Seharusnya, kata warga guliran dana ketahanan pangan tersebut untuk memutar ekonomi ditengah masyarakat desa. “Biasanya dana penyertaan modal kepihak ke-Tiga tersebut dikelola BUMDes, anehnya koq tanpa kegiatan, ”
”Selain itu, kami juga mempertanyakan dana pemasangan paving blok yang diperuntukkan ke masjid sebesar Rp 25 juta, yang terindikasi fiktif pelaksanaan. Kemana juga raibnya dana itu, ” tanya mereka.
”Kami mengaku salut, sampai-sampai dana paving blok masjid pun berani diaktifkan pengadaannya, luar biasa. Itu rumah ibadah lho, ”
Hal lain yang cukup mengganjal ucap warga, ialah tidak terealisasikan hingga 100 persen TPU (Tempat Pemakaman Umum). “Semua itu merupakan urusan wajib masyarakat, ” ucap warga kesal.

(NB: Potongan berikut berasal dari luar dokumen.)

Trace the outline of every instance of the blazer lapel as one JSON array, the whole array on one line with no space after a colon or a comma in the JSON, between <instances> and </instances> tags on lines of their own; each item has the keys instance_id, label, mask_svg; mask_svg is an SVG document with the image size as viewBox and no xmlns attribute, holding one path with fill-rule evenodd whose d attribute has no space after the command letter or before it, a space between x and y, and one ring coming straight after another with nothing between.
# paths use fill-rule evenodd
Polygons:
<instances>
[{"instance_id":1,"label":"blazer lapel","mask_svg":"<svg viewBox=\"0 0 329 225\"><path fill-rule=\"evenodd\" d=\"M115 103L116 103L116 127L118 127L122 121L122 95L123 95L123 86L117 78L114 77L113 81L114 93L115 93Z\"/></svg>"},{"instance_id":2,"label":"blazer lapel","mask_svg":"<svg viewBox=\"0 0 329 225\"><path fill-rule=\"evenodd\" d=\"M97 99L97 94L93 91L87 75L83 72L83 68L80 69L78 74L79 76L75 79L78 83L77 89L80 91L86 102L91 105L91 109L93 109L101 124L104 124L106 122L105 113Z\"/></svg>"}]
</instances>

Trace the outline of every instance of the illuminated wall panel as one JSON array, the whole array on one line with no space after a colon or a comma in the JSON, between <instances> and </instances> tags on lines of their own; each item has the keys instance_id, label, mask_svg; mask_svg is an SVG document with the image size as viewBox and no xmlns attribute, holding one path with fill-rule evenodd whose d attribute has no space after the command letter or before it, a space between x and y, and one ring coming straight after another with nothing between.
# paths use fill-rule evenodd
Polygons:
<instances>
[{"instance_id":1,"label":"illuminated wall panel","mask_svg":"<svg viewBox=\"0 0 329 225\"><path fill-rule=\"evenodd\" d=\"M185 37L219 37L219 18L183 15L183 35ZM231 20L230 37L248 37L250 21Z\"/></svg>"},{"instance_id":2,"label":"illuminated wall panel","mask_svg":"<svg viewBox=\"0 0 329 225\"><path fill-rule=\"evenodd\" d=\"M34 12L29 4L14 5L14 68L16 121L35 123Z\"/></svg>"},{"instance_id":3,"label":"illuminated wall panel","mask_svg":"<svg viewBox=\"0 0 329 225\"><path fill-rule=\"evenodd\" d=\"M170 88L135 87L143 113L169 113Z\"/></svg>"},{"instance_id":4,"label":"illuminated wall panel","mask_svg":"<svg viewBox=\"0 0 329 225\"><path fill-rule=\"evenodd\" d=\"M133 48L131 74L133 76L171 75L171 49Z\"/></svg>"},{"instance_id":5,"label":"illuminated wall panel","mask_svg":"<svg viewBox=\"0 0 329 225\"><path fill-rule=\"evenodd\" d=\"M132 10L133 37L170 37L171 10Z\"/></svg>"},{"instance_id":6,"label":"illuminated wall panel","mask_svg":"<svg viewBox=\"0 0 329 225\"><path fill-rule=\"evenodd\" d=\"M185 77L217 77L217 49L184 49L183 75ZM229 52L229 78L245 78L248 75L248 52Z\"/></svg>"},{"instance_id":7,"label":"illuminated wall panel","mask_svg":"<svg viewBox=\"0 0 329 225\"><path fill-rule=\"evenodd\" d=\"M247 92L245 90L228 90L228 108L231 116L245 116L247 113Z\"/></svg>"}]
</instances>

Mereka minta pihak APH, mulai kejaksaan sampai Kepolisian turun langsung mengaudit penggunaan uang rakyat yang terindikasi diselewengkan, “Polisi dan Jaksa harus datang mengaudit dana desa masa kades lama, ” ungkapnya.
Saat dikonfirmasi, mantan kades Tanjung Mas, Sabirin Malau, terkait dugaan penyalahgunaan dana ketahanan pangan sebesar Rp 293 juta, serta item lainnya melalui whatsapp, hingga berita dilayangkan belum memberikan jawaban. (SB)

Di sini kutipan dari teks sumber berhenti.